U.S. District Judge William Pauley had some harsh words for former ImClone chief Sam Waksal in meting out the maximum sentence. He said by his "lawlessness and arrogance" Waksal undermined confidence in corporate America.
Waksal had earlier pleaded guilty to half a dozen criminal charges related to insider trading in the company stock, perjury, bank fraud and obstruction of justice. He was ordered Tuesday to pay more than $4-million in fines and back taxes and to serve 87 months in prison with no possibility of parole.
Waksal is the highest ranking executive sentenced to prison following a series of corporate scandals. The judge told Waksal he abused his position and brought harm to the company, its employees and shareholders and investors in general.
Senior executives from several other large U.S. companies are also facing criminal charges for their alleged misconduct. Columbia University Business School Professor John Whitney says the ImClone ruling may indicates the courts are beginning to take corporate wrong-doings very seriously.
"I don't think it will be an historic case, I think it will be a watershed case. But I have a hunch that other senior executives, as the cases are made in some of these other infamous companies, will probably get greater sentences," he said.

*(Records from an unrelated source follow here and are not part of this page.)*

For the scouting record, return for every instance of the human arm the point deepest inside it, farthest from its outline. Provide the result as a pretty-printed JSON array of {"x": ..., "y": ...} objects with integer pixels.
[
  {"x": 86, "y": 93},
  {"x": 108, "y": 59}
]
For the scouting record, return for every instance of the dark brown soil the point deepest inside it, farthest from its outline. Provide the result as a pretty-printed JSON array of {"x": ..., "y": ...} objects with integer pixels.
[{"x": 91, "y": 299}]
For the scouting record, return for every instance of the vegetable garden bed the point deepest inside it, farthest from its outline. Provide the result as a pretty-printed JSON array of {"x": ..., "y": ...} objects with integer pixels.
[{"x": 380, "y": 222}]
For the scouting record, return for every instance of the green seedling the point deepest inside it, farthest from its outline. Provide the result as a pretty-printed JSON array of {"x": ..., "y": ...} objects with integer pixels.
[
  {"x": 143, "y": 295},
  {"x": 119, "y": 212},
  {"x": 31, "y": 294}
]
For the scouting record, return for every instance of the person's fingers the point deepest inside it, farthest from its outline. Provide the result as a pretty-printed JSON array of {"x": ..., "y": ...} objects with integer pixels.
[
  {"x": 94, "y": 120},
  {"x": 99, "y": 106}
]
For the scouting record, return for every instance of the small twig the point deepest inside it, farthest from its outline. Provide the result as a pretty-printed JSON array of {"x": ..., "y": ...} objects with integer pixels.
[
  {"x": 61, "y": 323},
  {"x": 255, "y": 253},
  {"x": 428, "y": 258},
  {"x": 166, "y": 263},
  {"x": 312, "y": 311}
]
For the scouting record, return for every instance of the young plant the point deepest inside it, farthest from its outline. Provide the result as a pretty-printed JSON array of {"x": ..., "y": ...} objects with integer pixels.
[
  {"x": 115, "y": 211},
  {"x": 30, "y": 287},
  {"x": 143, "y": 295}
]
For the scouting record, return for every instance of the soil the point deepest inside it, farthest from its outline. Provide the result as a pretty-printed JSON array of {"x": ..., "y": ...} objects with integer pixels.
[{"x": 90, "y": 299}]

In ImClone's case, Waksal admitted to trying to sell ImClone stock and urging his daughter to do the same after discovering that the U.S. Food and Drug Administration would not consider the company's cancer-drug application in December 2001.
Last week, Waksal's friend, multi-millionaire home decorating star Martha Stewart, was indicted on charges of securities fraud and obstruction of justice for alleged insider trading when she sold four-thousand shares of ImClone.
Columbia University's John Whitney says the judge's harsh sentence, despite Waksal's emotional apology, underscores recent efforts to restore public trust and promote honesty in corporate America.
"I do believe that this will cause people to sober up a little bit. And I have a hunch there might be some executives who transgressed who may not sleep so well tonight," he said.
Mr. Whitney says if Waksal, along with other alleged corporate wrongdoer, admit to their crimes early on, then the courts would probably hand down lighter sentences.